E’ pronto ad Arquata del Tronto il nuovo Centro Comunitario Polivalente “Agora'”, promosso su iniziativa dalla Diocesi di Ascoli Piceno, con la collaborazione della Caritas Italiana e di molte aziende, enti, parrocchie e associazioni di tutto il Paese che hanno sostenuto finanziariamente il progetto.
Presentato questa mattina al Vescovado di Ascoli – spiegano – è stato realizzato per venire incontro alle necessita’ di incontro e aggregazione, oltre che di prima accoglienza della popolazione del comune marchigiano distrutto dal sisma dell’agosto 2016, il nuovo plesso e’ un edificio a due piani di 650 metri quadri di superficie complessiva, che al piano terra ospita una sala multiuso per le attivita’ sociali e ricreative oltre uno spazio per la ristorazione. In quello superiore ci sono camere e servizi con 24 posti letto.
All’esterno, un parcheggio di 700 metri quadri e un parco giochi per bambini i cui lavori sono in fase di ultimazione. Il nuovo Centro polivalente, fortemente voluto dal vescovo di Ascoli, monsignor Giovanni D’Ercole, e’ stato costruito in 4 mesi con materiali e strutture in bioedilizia, e si trova nella frazione di Borgo di Arquata, vicino alla nuova scuola del paese appena inaugurata alla presenza del sottosegretario alla presidenza del Consiglio Maria Elena Boschi. Nella prima fase il Centro ospitera’ alcune famiglie di sfollati che sono in attesa dell’assegnazione delle casette.
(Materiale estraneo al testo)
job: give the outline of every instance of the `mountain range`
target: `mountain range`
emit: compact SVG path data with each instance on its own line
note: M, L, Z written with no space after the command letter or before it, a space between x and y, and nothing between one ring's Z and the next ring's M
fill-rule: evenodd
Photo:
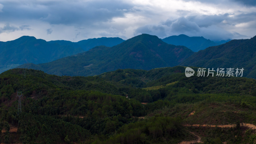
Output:
M112 46L124 41L118 37L101 37L77 42L67 41L46 42L24 36L13 41L0 42L0 73L21 64L52 61L80 53L98 45Z
M194 52L225 42L216 43L202 37L190 37L184 35L162 40L168 44L185 46ZM124 41L119 37L102 37L77 42L63 40L46 42L24 36L13 41L0 42L0 73L21 64L48 62L88 51L96 46L111 47Z
M193 53L185 46L169 44L156 36L143 34L112 47L97 46L49 63L19 67L59 76L92 76L119 68L149 70L172 67Z
M194 52L184 46L168 44L156 36L143 34L112 47L97 46L49 63L27 64L19 68L71 76L93 76L119 68L149 70L177 65L215 70L217 68L243 68L243 76L255 78L255 36L233 40Z
M172 36L162 39L165 43L176 45L184 45L193 52L197 52L200 50L212 46L215 46L224 44L229 41L223 40L214 42L204 38L203 36L189 37L185 35Z
M256 78L256 36L209 47L195 53L180 65L215 70L218 68L243 68L243 76Z

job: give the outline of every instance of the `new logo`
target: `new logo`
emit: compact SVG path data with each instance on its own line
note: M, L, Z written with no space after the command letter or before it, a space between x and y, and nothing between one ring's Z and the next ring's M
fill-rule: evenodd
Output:
M185 69L185 75L187 77L190 77L192 76L194 76L195 74L194 70L190 68L187 67Z

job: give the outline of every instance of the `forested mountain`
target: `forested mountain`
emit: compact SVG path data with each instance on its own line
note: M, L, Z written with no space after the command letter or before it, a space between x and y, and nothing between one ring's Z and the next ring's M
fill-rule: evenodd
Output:
M0 73L25 63L49 62L80 53L97 46L112 46L124 40L118 37L101 37L77 43L67 41L46 42L24 36L15 40L0 42Z
M0 142L178 143L198 136L208 143L256 141L255 129L239 122L256 124L256 80L187 77L185 68L118 69L87 77L5 72ZM236 126L193 126L202 124Z
M230 40L215 42L205 39L203 36L189 37L185 35L180 35L169 36L162 39L162 40L170 44L184 45L193 52L197 52L210 46L226 43Z
M244 76L256 78L256 36L209 47L194 53L180 65L215 70L243 68Z
M172 67L193 53L184 46L169 44L156 36L143 34L112 47L97 46L49 63L19 67L59 76L92 76L119 68L149 70Z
Verra’ gestito dall’Associazione “Rinascimento” in collaborazione con le parrocchie di Arquata del Tronto e delle sue 13 frazioni.
La sua inaugurazione ufficiale, cui partecipera’ tra gli altri il cardinale Francesco Montenegro, presidente di Caritas Italiana, e’ prevista per sabato prossimo, 7 ottobre. Alla presentazione di oggi sono intervenuti il nuovo parroco di Arquata, don Nazzareno Gaspari, il diacono e responsabile dell’ufficio ricostruzione della diocesi picena, don Alberto Fossati, il presidente dell’associazione Rinascimento, Piefrancesco Andolfi e il delegato della ditta che ha costrutto la struttura. Il parroco arquatano, ha tra l’altro anticipato che la prima chiesa che verra’ ricostruita nel territorio comunale , con fondi del Mibact, sara’ quella dei “SS. Pietro e Paolo” – quasi interamente crollata a causa delle scosse – e che si trova sempre nel Borgo capoluogo.